Fortunately we primarily care about worlds that agree with reality: again, we must assume things, or knowledge is impossible. These assumptions are found under the rubric of bias in machine learning. The quest is about finding a useful learning machine that can learn everything from the simplest set of assumptions.
- Bias and variance
- If you keep making the same mistakes, the issue with your model is *bias*, and you need a more flexible learner. If there's no pattern to the mistakes made, the issue is *variance*, you can try making the learner less flexible. More data helps as well.
For an unrestricted learner, two things are the same only if they are exactly the same. Learning is also about forgetting the irrelevant details, generalising to meet real-world variability.
A learner that does not generalise from data is overfitting. Overfitting occurs when there are too many hypotheses and not enough data to tell them apart — but there's a problem there as well.
Or as Domingos puts it: "A good learner is forever walking the narrow path between blindness and hallucination."
- The machine learning problem
- How do we generalise knowledge to situations that we haven't seen before?
- Combinatorial explosion
When the number of things an algorithm needs to do grows exponentially with the size of the input.
In some cases it's a double explosion, as inputs can grow exponentially as well. Fortunantely mchine learning methods can frequently eat away one of the exponentials.
- Errors in the data, or random events that you cannot predict.
"It is possible to commit no mistakes and still lose. That is not weakness. That is life." — Captain Picard
- Dividing data
Overfitting can be tackled by dividing available data to a *training set* and a *test set*, where the former is used to build a model and the latter to verify its accuracy. There is a whole tradition and methodology around this process.
Statistical significance and can be used to further gain confidence in the learner's ability.

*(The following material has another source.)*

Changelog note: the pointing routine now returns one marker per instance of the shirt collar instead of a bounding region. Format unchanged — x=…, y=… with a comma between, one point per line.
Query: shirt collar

For Symbolists, all intelligence is symbol manipulation. Questions can be posed as equations, and solved by replacing expressions with other expressions. Learning is built on pre-existing knowledge, and new problems are solved through a process of synthesis, where new knowledge is created through operations on existing knowledge.
The Symbolist master algorithm is inverse deduction, in which missing components that block a deductive resolution are identified and then made as general as possible. The related decision tree is a simple yet capable classifier that encodes knowledge as a series of choices.
A proposition is a declarative sentence which is either true or false. Atomic sentences encapsulate knowledge and get marked with a symbol, typically upper case letters.
Sentences are combined by connectives:
- the conjunction ∧ (also &),
- the disjunction ∨,
- the implication ⇒ (also →, ⊃),
- the negation ¬ (also ∼),
- and equivalence ⇔ (also ↔, ≡).
For example, let:
- A = "Today is Tuesday"
- B = "Tomorrow is Wednesday"
- C = "Tomorrow is Friday"
We can encode statements, encapsulate knowledge about the world using this grammar:
- A ("Today is Tuesday", which is a [true] statement on Tuesdays)
- A ∧ B ("Today is Tuesday and tomorrow is Wednesday.")
- B ∨ C ("Tomorrow is Wednesday or tomorrow is Friday.")
- A ⇒ B ("If today is Tuesday, then tomorrow is Wednesday.")
- ¬C ("Tomorrow is not Friday.")
- A ⇔ B ("Today is Tuesday if and only if tomorrow is Friday",
also "If today is Tuesday, then tomorrow is Wednesday and if tomorrow is Wednesday, then todays is Tuesday.")
See any textbook on elementary logic for more.
Deduction and induction
Making use of logic in machine learning begins with the idea of identifying and extracting regularities captured by the available data.
Begin with a set of assumptions about data form, and check if you can answer your question through a series of logical operations — through symbol manipulation. If nothing fits the labelled data, relax the original assumptions, and try again with a more flexible form.
Logical reasoning is built on conjunctive forms (A and B), then on disjunctive forms (A or B), and finally on the most general forms, rules (A implies B, etc.). We can deduce new knowledge from atomic sentences but also build on previously established rules and sentences. This process is known as deduction.
Socrates is human.
All humans are mortal.
By deduction from the given statements, we can deduce that Socrates is mortal.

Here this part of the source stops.